2009 OPEN FORUM Abstracts
IN A SWINE PLEURAL EFFUSION MODEL, FUNCTIONAL RESIDUAL CAPACITY (FRC)CAN BE DETERMINED BY A NITROGEN WASHIN-WASHOUT METHOD DURING MECHANICAL VENTILATION
Jeronimo Graf1, Alex B. Adams1, David Dries1, Arnoldo Santos1, Joseph Tashjian2, John Marini1; 1Pulmonary Research, Regions Hospital, St. Paul, MN; 2Radiology, Regions Hospital, St. Paul, MN
Purpose: The monitoring of FRC in ventilated patients, if available, could evaluate an effect on the lungs of a pleural effusion. Changes in FRC could also reveal the propagation/retreat of a pneumonia when gas exchange data is unavailable or deceptive. In a radiology suite, computerized tomography (CT) can accurately measure FRC. An online nitrogen washin/washout (NWW) method that adjusts FIO2 from .5 to .6 to .5 while inferring nitrogen concentration changes has been developed to measure FRC in ventilated patients. Methods: In a deeply anesthetized swine model, a catheter was inserted into the right chest for saline instillation to create a pleural effusion. In the CT suite we measured FRC concurrently by CT and NWW methods under conditions of PEEP = 0, 10 cmH2O and pleural effusion with 0, 400, 800 ml of saline injected into the pleural space via the inserted catheter.
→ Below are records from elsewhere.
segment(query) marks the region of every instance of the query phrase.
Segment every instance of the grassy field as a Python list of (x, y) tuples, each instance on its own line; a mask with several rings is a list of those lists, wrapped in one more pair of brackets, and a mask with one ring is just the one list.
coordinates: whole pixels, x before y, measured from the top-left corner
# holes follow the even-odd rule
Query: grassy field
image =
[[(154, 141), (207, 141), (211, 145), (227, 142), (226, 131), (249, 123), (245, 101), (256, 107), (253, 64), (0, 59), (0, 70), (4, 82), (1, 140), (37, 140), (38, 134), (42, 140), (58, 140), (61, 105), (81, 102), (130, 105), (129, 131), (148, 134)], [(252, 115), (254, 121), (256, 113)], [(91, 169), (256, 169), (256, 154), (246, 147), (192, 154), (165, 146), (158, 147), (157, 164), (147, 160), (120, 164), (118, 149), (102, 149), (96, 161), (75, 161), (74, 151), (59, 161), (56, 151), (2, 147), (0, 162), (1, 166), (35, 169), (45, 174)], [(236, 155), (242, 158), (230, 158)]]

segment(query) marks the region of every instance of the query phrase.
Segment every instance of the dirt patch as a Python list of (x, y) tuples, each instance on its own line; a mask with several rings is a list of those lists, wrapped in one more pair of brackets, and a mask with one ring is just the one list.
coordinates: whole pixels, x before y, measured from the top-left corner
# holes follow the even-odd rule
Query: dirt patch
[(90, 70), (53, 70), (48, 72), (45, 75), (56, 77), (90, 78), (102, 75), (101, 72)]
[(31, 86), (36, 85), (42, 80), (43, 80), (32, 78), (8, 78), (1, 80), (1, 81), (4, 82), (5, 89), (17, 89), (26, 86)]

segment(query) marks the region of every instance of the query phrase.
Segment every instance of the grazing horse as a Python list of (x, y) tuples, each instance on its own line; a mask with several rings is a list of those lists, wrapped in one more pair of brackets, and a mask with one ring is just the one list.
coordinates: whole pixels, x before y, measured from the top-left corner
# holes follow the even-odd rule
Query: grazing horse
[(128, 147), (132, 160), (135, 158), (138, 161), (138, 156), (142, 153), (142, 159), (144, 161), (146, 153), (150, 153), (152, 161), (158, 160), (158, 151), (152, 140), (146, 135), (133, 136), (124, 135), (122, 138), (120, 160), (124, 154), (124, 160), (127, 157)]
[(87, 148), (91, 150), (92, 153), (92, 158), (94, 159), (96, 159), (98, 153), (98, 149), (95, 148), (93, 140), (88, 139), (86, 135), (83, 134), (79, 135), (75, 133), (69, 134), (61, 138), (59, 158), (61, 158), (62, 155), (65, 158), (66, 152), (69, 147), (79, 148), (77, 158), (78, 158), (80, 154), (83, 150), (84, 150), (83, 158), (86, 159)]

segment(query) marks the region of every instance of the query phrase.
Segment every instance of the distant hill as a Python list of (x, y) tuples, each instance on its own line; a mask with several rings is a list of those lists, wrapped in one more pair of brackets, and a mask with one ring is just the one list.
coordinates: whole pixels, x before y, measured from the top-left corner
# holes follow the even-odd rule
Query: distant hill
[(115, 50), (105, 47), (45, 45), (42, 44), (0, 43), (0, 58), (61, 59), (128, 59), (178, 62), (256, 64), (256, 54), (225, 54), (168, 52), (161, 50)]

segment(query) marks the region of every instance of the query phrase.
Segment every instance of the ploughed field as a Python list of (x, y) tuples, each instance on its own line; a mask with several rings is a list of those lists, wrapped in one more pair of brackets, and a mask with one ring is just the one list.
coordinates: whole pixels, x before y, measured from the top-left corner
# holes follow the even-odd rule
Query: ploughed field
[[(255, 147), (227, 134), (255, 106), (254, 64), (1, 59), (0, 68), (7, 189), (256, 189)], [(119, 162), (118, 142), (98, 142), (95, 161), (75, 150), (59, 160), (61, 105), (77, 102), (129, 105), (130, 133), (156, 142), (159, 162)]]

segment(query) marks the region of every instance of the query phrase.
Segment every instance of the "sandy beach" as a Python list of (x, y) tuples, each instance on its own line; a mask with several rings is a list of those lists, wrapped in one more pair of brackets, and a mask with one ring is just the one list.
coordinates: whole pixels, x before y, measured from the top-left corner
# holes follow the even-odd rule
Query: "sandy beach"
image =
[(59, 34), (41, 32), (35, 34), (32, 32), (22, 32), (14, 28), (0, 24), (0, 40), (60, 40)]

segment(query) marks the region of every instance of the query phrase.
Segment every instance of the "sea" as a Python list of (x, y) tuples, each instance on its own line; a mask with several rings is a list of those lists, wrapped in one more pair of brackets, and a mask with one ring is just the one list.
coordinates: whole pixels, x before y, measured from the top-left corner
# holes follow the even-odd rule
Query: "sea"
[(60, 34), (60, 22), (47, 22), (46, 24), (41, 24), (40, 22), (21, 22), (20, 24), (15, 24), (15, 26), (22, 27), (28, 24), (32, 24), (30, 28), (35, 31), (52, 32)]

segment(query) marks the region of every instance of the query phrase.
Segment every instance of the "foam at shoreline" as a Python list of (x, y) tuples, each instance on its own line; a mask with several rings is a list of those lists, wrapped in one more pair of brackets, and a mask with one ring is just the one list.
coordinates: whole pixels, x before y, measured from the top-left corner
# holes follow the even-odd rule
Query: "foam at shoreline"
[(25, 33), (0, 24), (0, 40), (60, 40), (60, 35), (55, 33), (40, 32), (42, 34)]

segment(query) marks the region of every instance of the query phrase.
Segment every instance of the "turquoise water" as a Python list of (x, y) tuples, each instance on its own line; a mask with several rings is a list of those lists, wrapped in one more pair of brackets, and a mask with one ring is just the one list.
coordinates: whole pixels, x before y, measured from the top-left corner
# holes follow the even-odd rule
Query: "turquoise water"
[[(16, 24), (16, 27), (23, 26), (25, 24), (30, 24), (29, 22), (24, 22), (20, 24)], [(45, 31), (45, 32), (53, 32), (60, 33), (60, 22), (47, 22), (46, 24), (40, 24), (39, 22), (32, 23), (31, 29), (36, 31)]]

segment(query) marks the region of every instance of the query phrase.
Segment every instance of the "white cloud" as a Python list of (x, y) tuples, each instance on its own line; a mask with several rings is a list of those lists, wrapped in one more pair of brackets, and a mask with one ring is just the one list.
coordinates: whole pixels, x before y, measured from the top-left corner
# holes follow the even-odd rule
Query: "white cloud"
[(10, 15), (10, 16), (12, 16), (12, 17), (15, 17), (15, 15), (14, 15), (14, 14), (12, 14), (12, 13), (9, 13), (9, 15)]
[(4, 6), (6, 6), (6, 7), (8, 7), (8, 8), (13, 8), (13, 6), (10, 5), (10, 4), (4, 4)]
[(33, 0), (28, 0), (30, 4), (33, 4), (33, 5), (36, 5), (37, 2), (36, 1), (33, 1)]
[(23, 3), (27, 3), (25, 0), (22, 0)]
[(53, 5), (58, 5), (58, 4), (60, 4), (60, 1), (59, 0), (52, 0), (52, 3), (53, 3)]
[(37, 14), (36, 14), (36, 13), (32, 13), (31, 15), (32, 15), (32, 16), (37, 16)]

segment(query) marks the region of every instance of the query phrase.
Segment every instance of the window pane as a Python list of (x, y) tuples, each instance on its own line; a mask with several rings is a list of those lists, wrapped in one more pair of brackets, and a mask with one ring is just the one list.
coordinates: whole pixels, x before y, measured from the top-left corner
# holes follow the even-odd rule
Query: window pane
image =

Results: FRC measures from 31 simultaneous observations found a mean difference between the techniques of 23 ml or 7.1%. Both techniques tracked, in parallel, the expected FRC-increasing effects of PEEP and decreases in FRC as a pleural effusion was created. Gas exchange data did not necessarily track with the FRC changes. Conclusion: FRC measurements from CT studies verified the accuracy of an online NWW-FRC technique under varying PEEP and pleural effusion conditions. No problems were encountered that would preclude use of the NWW-FRC technique under other settings or conditions. Implications for Translation into Practice: The effect of a pleural effusion (or pneumonia) on lung volume status can be determined by FRC measurements during mechanical ventilation. Sponsored Research - We have use of the GE carestation ventilator for this FRC comparison study as well as support from GE support for other specific projects in our lab.